Desde esos tiempos, y preocupados por el alcance del espionaje que podía realizar Pegaso, el Washington Post convocó a una serie de organizaciones noticiosas a participar en un proyecto para denunciar mundialmente los abusos que se cometían con Pegaso. Están en el grupo organizaciones como The Guardian de Gran Bretaña, Le Monde de Francia y otras. México está representado –es un decir– por Aristegui Noticias, que por ya haber cambiado de bando, prefiere omitir más investigaciones y denuncias sobre el tema, puesto que quien ahora aplica Pegaso, con toda su capacidad represora, es su antes víctima, Andrés Manuel López Obrador.

Pegaso es de nuevo noticia, porque el grupo que encabeza el Washington Post acaba de descubrir una lista de 50 mil números telefónicos que han sido intervenidos por Pegaso. Si uno compara las cifras con los teléfonos en el planeta, son poquísimos. Pero ese no es el punto. El hecho es que todos somos vulnerables, pero no todos somos blancos.

En particular peligro estamos los periodistas, pues identificar las fuentes sirve para callar las voces disidentes. Pero también están en riesgo los opositores, los activistas, los defensores de los derechos humanos.
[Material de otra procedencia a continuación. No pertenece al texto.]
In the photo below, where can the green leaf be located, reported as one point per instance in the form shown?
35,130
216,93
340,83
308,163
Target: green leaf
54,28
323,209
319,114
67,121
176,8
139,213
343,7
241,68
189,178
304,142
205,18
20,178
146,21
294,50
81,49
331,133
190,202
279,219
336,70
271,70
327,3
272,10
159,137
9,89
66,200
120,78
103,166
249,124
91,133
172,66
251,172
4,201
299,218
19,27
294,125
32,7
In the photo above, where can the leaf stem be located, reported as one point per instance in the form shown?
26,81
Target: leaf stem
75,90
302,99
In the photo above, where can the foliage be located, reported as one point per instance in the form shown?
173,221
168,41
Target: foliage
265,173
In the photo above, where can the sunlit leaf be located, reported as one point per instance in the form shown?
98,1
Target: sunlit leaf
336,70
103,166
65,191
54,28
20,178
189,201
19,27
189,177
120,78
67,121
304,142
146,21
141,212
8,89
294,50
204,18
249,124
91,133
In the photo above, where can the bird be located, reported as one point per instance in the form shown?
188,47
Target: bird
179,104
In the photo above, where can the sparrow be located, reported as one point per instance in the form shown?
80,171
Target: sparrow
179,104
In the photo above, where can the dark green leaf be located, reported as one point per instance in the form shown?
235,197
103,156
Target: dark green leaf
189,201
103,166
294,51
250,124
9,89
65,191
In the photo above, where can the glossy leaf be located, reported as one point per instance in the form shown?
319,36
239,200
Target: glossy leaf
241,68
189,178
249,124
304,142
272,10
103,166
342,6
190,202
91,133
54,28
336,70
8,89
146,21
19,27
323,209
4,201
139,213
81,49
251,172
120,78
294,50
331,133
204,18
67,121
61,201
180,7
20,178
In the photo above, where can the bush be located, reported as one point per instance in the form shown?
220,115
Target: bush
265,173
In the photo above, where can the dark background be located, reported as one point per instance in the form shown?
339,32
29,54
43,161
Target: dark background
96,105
Bueno, hasta los abogados que, legítimamente, defienden los intereses de sus clientes.

El escenario es de ciencia ficción, pero perfectamente posible. El grupo israelí NSO dice que la prensa exagera, pero ellos ganan mucho dinero dando mantenimiento a sus clientes, entre los que está México.

Se habla de dos vías para combatir Pegaso: la tecnológica, todavía inexistente, y la jurídica, que implicaría sanciones internacionales para quien viole las condiciones de operación, y permitir demandas individuales contra los gobiernos involucrados, y la empresa NSO, si resultaron afectados. No quiero ni pensar cuántos años llevaría ese litigio. No hay solución a la vista.

Una vez abierta la caja de Pandora, no hay para atrás.